By Madison's Lumber Reporter
By Madison's Lumber Reporter
North Dakota power provider gets biomass-conversion research funding
The Blue Flint ethanol power plant near Underwood, N.D., recently received a U.S. $155,000 grant to research and determine the feasibility of converting the 70 MMgy ethanol unit to biomass. Blue Flint currently sources water and steam from Great River Energy’s Coal Creek Station, a 1,100 MW coal-fired power plant, which Great River recently announced will be retired in the second half of 2022. With the impending loss of water and steam from Great River, Blue Flint’s owner, Midwest AgEnergy, is considering using the contract termination payment they will receive to reinvest in an alternative source for its process heat. An economical option for Midwest AgEnergy may lie in biomass, which would also support and benefit local farmers by consuming agricultural waste residues. The U.S. $155,000 grant, awarded by the North Dakota Agricultural Products Utilization Commission, will further Midwest AgEnergy’s ongoing evaluations of alternative process heat sources, including natural gas liquids, wood pellets, and bioreactors.
Biomass grant issued to Terrace Community Forest
Terrace, B.C.’s Terrace Community Forest recently received a roughly $450,000 provincial grant to convert waste residues from forestry operations into wood pellets. The grant will support the processing and transportation of biomass waste to Skeena Bioenergy, a nearby wood pellet plant. The Terrace Community Forest has been accumulating wood waste from timber harvesting operations for two years and welcomed the financial assistance to convert waste byproducts into densified biomass for generating electricity, rather than leaving that fuel load on the ground in a wildfire-prone area. The grant comes from the Forest Enhancement Society of BC, which has allocated approximately $230 million in funding to over 250 projects since its inception in 2016.

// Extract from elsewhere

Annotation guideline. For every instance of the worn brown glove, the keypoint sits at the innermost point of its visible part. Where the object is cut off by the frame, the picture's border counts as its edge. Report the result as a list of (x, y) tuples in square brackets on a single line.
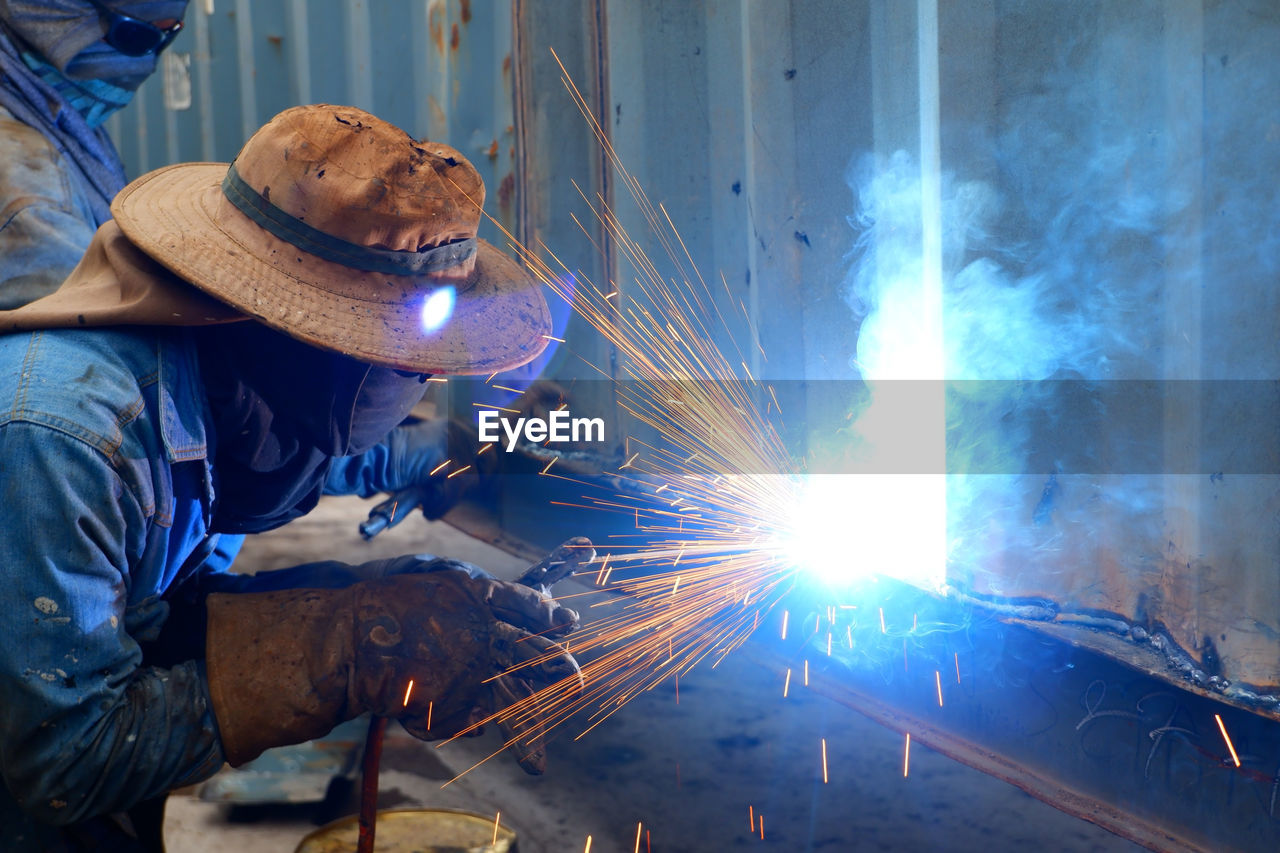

DOE funds allocated to bioeconomy projects
The U.S. Department of Energy (DOE) announced in late July that over U.S. $97 million in funding will be allocated to 33 projects that advance bioenergy research and development. The purpose of the projects is to improve the performance and lower the cost and risk of technologies that produce biofuels, biopower, and bioproducts from biomass and other residual waste feedstocks. The initiatives cover several developmental areas of the bioeconomy, including waste-to-energy strategies, cost reduction of algal biofuels, and scalable carbon dioxide electrocatalysis technologies. Of particular note to the biomass industry is funding for the development and testing of low-emission, high-efficiency residential wood heaters. Another $68 million in funding from the DOE will support basic research into making bioenergy feedstock crops – including sorghum, pennycress, poplar, and others – more productive and resilient.